BLACKPINK X TWICE X RED VELVET
30



Kamar Nayeon ada di lantai tiga, hal yang sama untuk Mina dan Chaeyoung. Lantai tiga. Dahyun selalu memikirkan lantai ketiga yang dikutuk, karena Mina dan Chaeyoung meninggal tepat di lantai yang sama di rumah sakit. Hanya saja mereka semua memiliki nomor kamar yang berbeda. Itulah kerugiannya untuk menyelesaikan kematian. Tapi satu hal yang pasti adalah, mereka berdua memiliki penyakit yang sama. Ketika Dahyun mencapai kamar Nayeo , dia melihat bagaimana ada tanda "operasi sedang berlangsung" di pintu. Dia melihat melalui mengintip kecil dari pintu, dan matanya melebar. Para ahli bedah berusaha untuk menghidupkan kembali Nayeon. Dia melepaskan pandangannya dari pintu dan berdiri, air mata jatuh. "Tidak ... jangan ini lagi ..." bisiknya pada dirinya sendiri.
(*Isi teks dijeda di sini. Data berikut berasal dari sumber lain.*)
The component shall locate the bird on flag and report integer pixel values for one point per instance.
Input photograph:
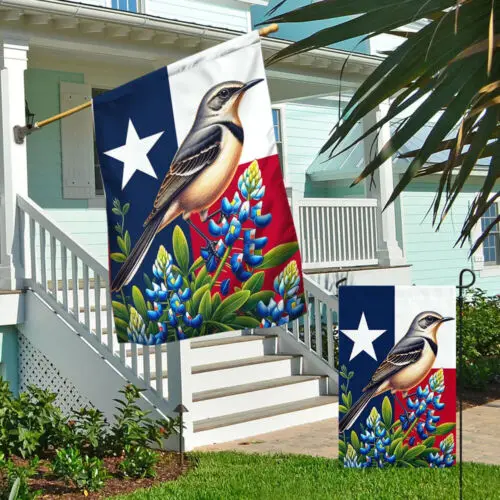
(200, 172)
(406, 365)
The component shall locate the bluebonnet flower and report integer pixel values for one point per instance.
(193, 322)
(351, 458)
(238, 268)
(159, 292)
(163, 264)
(136, 331)
(224, 287)
(231, 207)
(250, 183)
(445, 458)
(156, 313)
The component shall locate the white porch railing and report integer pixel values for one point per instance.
(336, 232)
(76, 286)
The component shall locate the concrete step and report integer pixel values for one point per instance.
(248, 397)
(267, 419)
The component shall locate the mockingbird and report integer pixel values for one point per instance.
(406, 365)
(200, 172)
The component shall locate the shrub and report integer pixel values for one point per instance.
(139, 463)
(88, 432)
(87, 473)
(481, 339)
(14, 479)
(30, 423)
(133, 427)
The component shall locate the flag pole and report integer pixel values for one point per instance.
(21, 132)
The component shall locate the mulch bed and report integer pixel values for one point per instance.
(474, 398)
(167, 469)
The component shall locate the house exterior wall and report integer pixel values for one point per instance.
(8, 356)
(435, 259)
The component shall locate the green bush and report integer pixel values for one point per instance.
(86, 473)
(481, 339)
(14, 479)
(139, 463)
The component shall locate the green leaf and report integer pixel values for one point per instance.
(429, 442)
(205, 308)
(443, 429)
(196, 265)
(255, 283)
(140, 303)
(120, 311)
(118, 257)
(387, 412)
(147, 281)
(355, 441)
(414, 452)
(231, 304)
(244, 322)
(127, 241)
(196, 298)
(279, 255)
(255, 298)
(181, 249)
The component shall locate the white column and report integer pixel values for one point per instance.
(389, 252)
(13, 159)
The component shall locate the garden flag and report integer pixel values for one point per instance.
(398, 388)
(201, 237)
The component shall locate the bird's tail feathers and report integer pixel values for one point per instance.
(348, 420)
(134, 260)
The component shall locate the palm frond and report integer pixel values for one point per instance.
(447, 73)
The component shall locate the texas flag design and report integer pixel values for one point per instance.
(397, 354)
(201, 236)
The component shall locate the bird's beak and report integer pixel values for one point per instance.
(448, 318)
(249, 85)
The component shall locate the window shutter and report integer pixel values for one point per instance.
(77, 143)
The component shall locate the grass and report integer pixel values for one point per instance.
(231, 475)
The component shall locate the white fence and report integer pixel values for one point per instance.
(336, 232)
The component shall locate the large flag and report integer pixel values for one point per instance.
(201, 237)
(397, 373)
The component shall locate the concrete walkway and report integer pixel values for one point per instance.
(481, 438)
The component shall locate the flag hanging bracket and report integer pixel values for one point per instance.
(21, 132)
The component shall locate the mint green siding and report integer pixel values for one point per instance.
(434, 257)
(305, 130)
(8, 356)
(44, 147)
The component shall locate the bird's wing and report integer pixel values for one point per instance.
(406, 352)
(200, 149)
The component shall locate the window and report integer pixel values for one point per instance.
(491, 245)
(128, 5)
(99, 187)
(277, 133)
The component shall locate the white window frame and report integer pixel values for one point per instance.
(284, 153)
(485, 270)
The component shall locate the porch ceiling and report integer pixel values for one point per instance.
(129, 37)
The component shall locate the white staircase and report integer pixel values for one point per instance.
(235, 385)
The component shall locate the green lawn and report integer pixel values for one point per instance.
(240, 476)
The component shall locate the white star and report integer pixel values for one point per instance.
(134, 154)
(363, 338)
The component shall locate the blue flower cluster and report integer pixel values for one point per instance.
(290, 307)
(376, 442)
(424, 406)
(445, 458)
(229, 229)
(171, 294)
Dia menyeka air matanya secepat mungkin, tetapi tidak bisa. Tiba-tiba, dia mendengar suara bip panjang di ruangan itu. Dan saat itulah dia sadar. Nayeon meninggal. Dahyun merasakan dunianya hancur. Semua temannya sudah mati. Dia adalah satu-satunya yang tersisa. Butuh lima menit baginya untuk menyadari sampai dia pingsan.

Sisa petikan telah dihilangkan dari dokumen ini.